Closed mturilli closed 4 years ago
A few more comments and questions on the radical.saga
19.05.0
. #SBATCH -N
is required in the header.Also, the working_directory
is #SBATCH --chdir
in slurm 19.05.0
.
#!/bin/bash
#SBATCH -A GEO111
#SBATCH -J process_data
#SBATCH -N 4
#SBATCH -t 1:00:00
srun -n16 -N1-1 -r0 process.py file1 srun -n16 -N1-1 -r1 process.py file2 srun -n16 -N1-1 -r2 process.py file2 srun -n16 -N1-1 -r3 process.py file2
Let me explain more. In my usual case, I use one node(16 cores, 16 mpis) to process one data file. So in my header file I only care about the total number of nodes (which is equal to the number of files get processed simultaneously). I don't put `--ntasks-per-node=%s` or `--cpus-per-task=%s` in the header. I think one of the two values will be specified in `radical.saga` in default and I don't know how to set those values correctly (or if I need it at all).
The srun command `srun -n16 -N1-1 -r0 process.py file1` will ensure one srun will use 16 mpis calls, at exactly one node(-N1-1), and use the 0 (indexed) node to run the `process.py file1`
Please help me to understand it so I can set the right values in the job description.
I have another question about the logger in radical.saga
.
Based on the tutorial, I can set the logger by:
SAGA_VERBOSE=DEBUG SAGA_LOG_TARGETS=STDOUT,/tmp/mysaga.log python mysagaprog.py
However, based on my test runs, the command is not effective at all.
When I run test scripts using radical.saga
, there are some log files generated in the running directory.
-rw-rw-r-- 1 lei lei 0 Nov 24 11:16 radical.saga.api.log
-rw-rw-r-- 1 lei lei 0 Nov 24 11:16 radical.saga.cpi.log
-rw-rw-r-- 1 lei lei 0 Nov 24 11:16 radical.saga.log
-rw-rw-r-- 1 lei lei 0 Nov 24 11:16 radical.saga.pty.log
-rw-rw-r-- 1 lei lei 0 Nov 24 11:16 radical.utils.log
However, there is nothing shown in those log files.

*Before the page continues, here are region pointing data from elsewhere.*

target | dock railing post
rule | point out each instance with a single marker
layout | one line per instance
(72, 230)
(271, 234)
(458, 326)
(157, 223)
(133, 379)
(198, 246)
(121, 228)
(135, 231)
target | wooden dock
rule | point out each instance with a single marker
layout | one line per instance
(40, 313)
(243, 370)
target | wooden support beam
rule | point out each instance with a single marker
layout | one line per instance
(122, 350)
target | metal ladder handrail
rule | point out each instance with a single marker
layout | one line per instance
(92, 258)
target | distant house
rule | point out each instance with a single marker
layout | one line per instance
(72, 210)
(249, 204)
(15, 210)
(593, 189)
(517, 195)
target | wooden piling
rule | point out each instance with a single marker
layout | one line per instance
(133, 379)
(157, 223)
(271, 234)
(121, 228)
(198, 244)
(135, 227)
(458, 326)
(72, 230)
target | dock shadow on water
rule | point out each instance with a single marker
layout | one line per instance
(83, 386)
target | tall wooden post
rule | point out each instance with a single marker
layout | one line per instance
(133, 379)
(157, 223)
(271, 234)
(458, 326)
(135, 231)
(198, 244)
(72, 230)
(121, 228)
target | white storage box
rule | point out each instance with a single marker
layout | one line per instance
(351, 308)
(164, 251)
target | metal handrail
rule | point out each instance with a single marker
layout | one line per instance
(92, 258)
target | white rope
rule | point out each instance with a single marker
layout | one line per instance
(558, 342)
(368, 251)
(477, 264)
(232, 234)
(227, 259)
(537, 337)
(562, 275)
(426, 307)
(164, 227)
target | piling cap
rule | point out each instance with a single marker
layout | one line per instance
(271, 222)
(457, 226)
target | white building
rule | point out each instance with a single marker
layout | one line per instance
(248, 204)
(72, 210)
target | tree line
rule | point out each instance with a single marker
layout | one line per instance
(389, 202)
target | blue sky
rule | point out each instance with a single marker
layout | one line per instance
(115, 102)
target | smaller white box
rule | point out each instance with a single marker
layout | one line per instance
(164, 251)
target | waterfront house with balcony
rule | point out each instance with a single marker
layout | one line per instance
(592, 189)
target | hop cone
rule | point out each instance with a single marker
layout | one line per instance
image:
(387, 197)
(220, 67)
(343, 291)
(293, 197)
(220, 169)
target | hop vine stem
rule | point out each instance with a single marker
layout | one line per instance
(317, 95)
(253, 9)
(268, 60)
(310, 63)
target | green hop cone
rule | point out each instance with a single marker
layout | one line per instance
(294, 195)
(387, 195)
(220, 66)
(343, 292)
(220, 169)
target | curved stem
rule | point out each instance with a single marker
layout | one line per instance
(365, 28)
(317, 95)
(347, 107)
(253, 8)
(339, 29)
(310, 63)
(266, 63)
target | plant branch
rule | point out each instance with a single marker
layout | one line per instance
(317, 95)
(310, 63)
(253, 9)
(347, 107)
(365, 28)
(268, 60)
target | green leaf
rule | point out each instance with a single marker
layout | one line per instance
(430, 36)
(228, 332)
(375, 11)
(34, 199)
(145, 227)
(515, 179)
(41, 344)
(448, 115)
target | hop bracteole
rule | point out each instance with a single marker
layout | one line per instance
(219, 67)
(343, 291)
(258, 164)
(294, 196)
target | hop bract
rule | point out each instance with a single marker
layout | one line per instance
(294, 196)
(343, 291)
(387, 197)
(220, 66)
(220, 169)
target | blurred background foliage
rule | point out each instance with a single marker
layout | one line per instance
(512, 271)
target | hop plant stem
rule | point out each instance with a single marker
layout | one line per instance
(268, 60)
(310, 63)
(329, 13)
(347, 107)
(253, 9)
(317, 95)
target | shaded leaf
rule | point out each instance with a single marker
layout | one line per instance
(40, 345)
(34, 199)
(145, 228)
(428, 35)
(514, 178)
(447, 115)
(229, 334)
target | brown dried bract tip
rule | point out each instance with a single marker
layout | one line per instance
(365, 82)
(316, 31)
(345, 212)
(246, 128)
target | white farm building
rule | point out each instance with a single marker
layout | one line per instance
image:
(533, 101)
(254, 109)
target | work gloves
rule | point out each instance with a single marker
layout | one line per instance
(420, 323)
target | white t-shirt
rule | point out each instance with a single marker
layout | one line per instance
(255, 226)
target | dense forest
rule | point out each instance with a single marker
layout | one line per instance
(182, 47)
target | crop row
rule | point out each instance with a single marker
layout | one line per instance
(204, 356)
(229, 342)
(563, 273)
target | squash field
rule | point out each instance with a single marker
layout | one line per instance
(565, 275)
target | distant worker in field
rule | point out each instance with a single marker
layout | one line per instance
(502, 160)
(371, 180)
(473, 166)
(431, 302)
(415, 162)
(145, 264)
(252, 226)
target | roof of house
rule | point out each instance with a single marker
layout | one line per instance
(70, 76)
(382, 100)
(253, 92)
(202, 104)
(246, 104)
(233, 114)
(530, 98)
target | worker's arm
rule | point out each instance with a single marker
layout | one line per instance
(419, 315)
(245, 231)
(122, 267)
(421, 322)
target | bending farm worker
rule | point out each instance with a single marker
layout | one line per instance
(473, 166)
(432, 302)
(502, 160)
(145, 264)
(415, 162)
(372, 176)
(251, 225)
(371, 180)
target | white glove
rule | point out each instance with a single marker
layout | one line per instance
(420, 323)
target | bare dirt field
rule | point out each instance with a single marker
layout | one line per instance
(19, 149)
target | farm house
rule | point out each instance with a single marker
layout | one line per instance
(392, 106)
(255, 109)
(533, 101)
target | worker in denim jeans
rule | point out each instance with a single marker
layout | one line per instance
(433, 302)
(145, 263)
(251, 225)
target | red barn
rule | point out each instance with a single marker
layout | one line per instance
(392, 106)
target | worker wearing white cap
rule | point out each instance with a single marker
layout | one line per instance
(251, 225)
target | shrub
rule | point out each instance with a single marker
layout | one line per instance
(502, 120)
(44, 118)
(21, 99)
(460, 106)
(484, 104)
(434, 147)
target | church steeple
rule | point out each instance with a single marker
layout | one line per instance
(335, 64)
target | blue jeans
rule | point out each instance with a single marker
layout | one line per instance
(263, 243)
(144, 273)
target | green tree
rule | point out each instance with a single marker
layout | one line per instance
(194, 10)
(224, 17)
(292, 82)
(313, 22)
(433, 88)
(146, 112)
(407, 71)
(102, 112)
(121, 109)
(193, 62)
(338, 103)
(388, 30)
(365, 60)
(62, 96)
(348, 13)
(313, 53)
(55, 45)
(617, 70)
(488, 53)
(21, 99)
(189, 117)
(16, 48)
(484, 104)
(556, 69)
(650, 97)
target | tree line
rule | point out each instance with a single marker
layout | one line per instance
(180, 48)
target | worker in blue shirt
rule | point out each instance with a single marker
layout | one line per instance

I noticed the radical.saga
now used the radical.utils.logger
, instead of its own logger. Not sure if the changes affect the logger.

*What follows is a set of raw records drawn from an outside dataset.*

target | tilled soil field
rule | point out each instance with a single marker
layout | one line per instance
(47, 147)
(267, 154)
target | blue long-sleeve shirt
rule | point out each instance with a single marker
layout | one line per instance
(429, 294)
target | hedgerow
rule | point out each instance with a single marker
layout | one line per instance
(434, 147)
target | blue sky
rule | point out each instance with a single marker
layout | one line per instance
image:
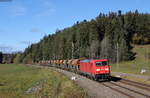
(23, 22)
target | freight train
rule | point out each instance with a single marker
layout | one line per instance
(98, 69)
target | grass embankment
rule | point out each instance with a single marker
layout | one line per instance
(135, 66)
(15, 80)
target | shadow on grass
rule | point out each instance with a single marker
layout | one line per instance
(114, 79)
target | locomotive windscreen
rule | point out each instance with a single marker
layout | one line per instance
(103, 63)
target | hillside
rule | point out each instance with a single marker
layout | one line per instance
(135, 66)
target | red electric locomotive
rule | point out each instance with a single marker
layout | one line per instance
(96, 69)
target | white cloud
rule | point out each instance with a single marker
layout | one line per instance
(35, 30)
(6, 48)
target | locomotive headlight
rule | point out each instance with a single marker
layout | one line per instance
(107, 69)
(97, 69)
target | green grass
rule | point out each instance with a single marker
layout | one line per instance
(136, 65)
(15, 80)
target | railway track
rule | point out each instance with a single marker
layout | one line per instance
(136, 84)
(116, 86)
(128, 91)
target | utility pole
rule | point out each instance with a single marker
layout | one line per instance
(117, 56)
(72, 50)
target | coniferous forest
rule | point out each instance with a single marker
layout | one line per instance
(101, 37)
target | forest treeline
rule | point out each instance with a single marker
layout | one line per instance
(102, 37)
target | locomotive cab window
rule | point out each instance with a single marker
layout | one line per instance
(103, 63)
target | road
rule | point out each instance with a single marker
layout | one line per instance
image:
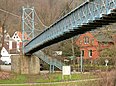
(6, 67)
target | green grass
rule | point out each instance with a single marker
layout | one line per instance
(41, 78)
(15, 79)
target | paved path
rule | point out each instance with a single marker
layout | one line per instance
(51, 83)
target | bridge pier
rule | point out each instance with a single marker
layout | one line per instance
(25, 64)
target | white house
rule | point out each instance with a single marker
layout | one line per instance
(5, 56)
(17, 36)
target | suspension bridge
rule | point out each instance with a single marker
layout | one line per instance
(90, 15)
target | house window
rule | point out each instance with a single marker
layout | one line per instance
(86, 40)
(92, 41)
(90, 53)
(82, 53)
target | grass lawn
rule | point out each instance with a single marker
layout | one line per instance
(55, 77)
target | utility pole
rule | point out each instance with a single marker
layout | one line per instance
(73, 52)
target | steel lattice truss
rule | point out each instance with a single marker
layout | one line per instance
(90, 15)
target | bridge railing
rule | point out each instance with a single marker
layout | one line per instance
(82, 15)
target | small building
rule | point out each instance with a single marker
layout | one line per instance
(91, 44)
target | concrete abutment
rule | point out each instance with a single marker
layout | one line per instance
(25, 64)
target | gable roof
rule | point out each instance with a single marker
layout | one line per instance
(102, 37)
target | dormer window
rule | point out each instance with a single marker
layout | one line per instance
(86, 39)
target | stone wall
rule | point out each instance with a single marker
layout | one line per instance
(25, 64)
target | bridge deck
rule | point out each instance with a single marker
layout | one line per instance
(88, 16)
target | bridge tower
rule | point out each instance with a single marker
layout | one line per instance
(27, 25)
(21, 63)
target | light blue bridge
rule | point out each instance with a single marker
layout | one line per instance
(90, 15)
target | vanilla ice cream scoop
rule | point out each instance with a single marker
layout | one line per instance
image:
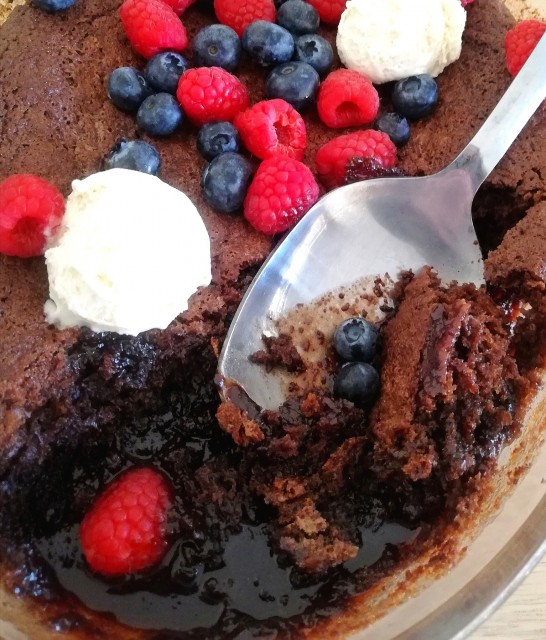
(129, 254)
(392, 39)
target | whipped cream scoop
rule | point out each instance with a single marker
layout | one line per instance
(393, 39)
(130, 252)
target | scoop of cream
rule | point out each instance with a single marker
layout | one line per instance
(130, 252)
(392, 39)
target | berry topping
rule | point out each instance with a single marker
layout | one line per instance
(159, 115)
(333, 158)
(357, 382)
(225, 181)
(179, 6)
(163, 71)
(295, 82)
(520, 42)
(127, 88)
(152, 26)
(272, 127)
(215, 138)
(211, 93)
(329, 10)
(356, 340)
(125, 529)
(347, 99)
(52, 6)
(136, 155)
(31, 209)
(283, 190)
(298, 17)
(268, 43)
(395, 126)
(238, 15)
(217, 46)
(415, 97)
(316, 51)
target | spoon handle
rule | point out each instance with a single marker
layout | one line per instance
(505, 122)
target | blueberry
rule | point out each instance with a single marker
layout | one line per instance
(217, 46)
(316, 51)
(298, 17)
(134, 154)
(295, 82)
(159, 115)
(395, 126)
(128, 88)
(215, 138)
(268, 43)
(163, 71)
(225, 181)
(357, 382)
(415, 97)
(52, 6)
(356, 340)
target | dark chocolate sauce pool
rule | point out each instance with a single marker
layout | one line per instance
(222, 575)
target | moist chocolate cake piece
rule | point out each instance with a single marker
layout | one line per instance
(73, 403)
(448, 408)
(519, 263)
(57, 122)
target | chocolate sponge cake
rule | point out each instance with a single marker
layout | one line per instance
(271, 534)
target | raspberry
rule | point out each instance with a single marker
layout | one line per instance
(347, 99)
(272, 127)
(124, 531)
(520, 42)
(179, 6)
(329, 10)
(333, 158)
(31, 209)
(152, 26)
(239, 14)
(282, 191)
(211, 93)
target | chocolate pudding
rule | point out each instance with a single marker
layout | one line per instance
(282, 517)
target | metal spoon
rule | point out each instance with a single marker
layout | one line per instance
(376, 227)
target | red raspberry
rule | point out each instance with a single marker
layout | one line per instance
(520, 42)
(333, 158)
(272, 127)
(31, 209)
(211, 93)
(179, 6)
(238, 14)
(282, 191)
(347, 99)
(329, 10)
(152, 26)
(124, 531)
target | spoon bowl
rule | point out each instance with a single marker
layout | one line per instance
(378, 227)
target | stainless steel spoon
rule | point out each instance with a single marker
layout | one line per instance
(376, 227)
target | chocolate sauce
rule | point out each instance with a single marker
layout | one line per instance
(224, 571)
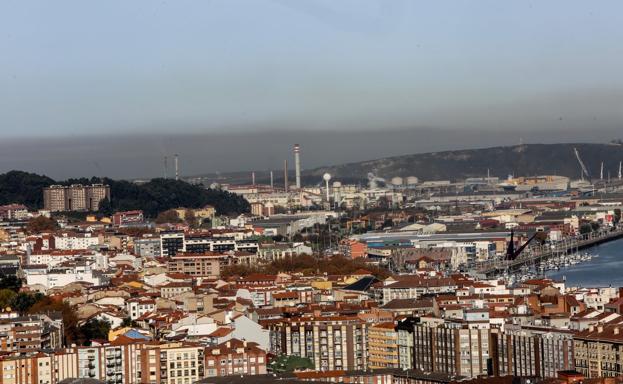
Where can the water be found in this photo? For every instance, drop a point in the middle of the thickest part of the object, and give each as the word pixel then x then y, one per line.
pixel 603 271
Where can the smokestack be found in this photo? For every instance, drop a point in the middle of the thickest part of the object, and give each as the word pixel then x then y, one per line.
pixel 297 164
pixel 177 168
pixel 165 167
pixel 285 175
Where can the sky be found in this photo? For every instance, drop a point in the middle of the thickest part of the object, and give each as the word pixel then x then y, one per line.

I want to know where are the logger files and how to change the logger level.
@wjlei1990 thank you for the feedback.
I added @andre-merzky to the ticket as there might be some issues with radical.saga
that are not specific to reha
:
@lee212 please feel free to open a ticket for each issue specifically related to rhea
in the radical.saga
repository referencing this ticket.
Hi @wjlei1990 ,
for the logging to work, setting RADICAL_LOG_LVL=DEBUG
should be all you need. With the naming transition from saga-python
to radical.saga
a while back we were able to unify those settings across the stack, at last! The SAGA_*
variables are not supported anymore.
Similarly, I see that you mention the saga-python
module in your initial post - that still exists from some users which need the old version, but you should not need to install that. Instead, radical.entk
and radical.pilot
should automatically pull radical.saga
as dependency. If you need to install manually, please use that module name.
Can you send the output of radical-stack
, please, to confirm what your resulting installation is?

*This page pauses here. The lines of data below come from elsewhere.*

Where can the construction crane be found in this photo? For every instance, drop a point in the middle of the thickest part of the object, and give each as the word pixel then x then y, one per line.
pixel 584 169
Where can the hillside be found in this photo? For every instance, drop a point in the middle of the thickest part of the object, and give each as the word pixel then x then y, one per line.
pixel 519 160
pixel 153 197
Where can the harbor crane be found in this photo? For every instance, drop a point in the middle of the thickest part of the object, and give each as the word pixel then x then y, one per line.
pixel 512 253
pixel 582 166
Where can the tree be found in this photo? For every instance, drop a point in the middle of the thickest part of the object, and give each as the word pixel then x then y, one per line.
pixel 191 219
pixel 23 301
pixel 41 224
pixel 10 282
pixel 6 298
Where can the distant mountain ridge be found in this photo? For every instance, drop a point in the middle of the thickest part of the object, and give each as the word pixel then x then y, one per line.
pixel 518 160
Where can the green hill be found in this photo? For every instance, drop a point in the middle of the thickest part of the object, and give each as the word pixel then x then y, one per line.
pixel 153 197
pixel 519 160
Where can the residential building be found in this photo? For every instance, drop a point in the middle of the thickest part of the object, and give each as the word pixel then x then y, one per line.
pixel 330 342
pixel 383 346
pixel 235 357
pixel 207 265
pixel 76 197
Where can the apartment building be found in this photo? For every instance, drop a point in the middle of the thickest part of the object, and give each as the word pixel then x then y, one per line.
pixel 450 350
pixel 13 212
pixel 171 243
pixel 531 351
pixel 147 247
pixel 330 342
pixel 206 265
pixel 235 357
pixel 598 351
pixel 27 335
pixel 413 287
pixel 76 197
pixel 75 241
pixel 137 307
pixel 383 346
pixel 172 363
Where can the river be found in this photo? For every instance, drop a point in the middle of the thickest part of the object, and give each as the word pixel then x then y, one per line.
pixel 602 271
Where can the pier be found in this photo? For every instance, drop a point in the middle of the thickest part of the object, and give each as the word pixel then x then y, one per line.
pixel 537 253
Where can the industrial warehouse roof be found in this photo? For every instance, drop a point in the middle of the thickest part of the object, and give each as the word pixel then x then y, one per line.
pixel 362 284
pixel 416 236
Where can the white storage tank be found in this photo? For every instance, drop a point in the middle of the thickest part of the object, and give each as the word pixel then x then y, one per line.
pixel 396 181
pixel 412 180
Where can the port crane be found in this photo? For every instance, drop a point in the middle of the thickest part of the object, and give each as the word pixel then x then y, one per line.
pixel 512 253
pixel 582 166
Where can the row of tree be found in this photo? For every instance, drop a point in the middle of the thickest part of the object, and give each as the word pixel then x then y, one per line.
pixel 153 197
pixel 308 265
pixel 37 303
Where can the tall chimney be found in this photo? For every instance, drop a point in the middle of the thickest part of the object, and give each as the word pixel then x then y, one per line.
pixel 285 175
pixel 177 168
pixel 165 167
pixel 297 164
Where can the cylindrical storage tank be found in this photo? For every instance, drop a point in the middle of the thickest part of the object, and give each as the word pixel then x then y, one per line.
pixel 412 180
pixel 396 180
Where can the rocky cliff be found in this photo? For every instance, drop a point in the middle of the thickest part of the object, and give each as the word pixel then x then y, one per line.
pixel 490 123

As for the actual problem you see (submission on Rhea): you are trying to run
js = saga.job.Service("fork://localhost")
but that won't work on rhea, as that will land the jobs on the head node. You probably want to use:
js = saga.job.Service("slurm://rhea.ccs.ornl.gov/")
Please do use the fully qualified hostname, as we have some rhea specific code path in radical.saga (but see below).
@lee212 : I seem to remember that you tested the SAGA slurm adaptor on Rhea, and that it worked - is that correct? But I don't see the respective checks in the slurm adaptor... Can you please confirm with what version you did those tests? Thanks!
Hi Andre,
Thanks for your feedback.
For the logging, it works!
I install the radical.saga
from source code that got cloned from the github repo(and then pip install .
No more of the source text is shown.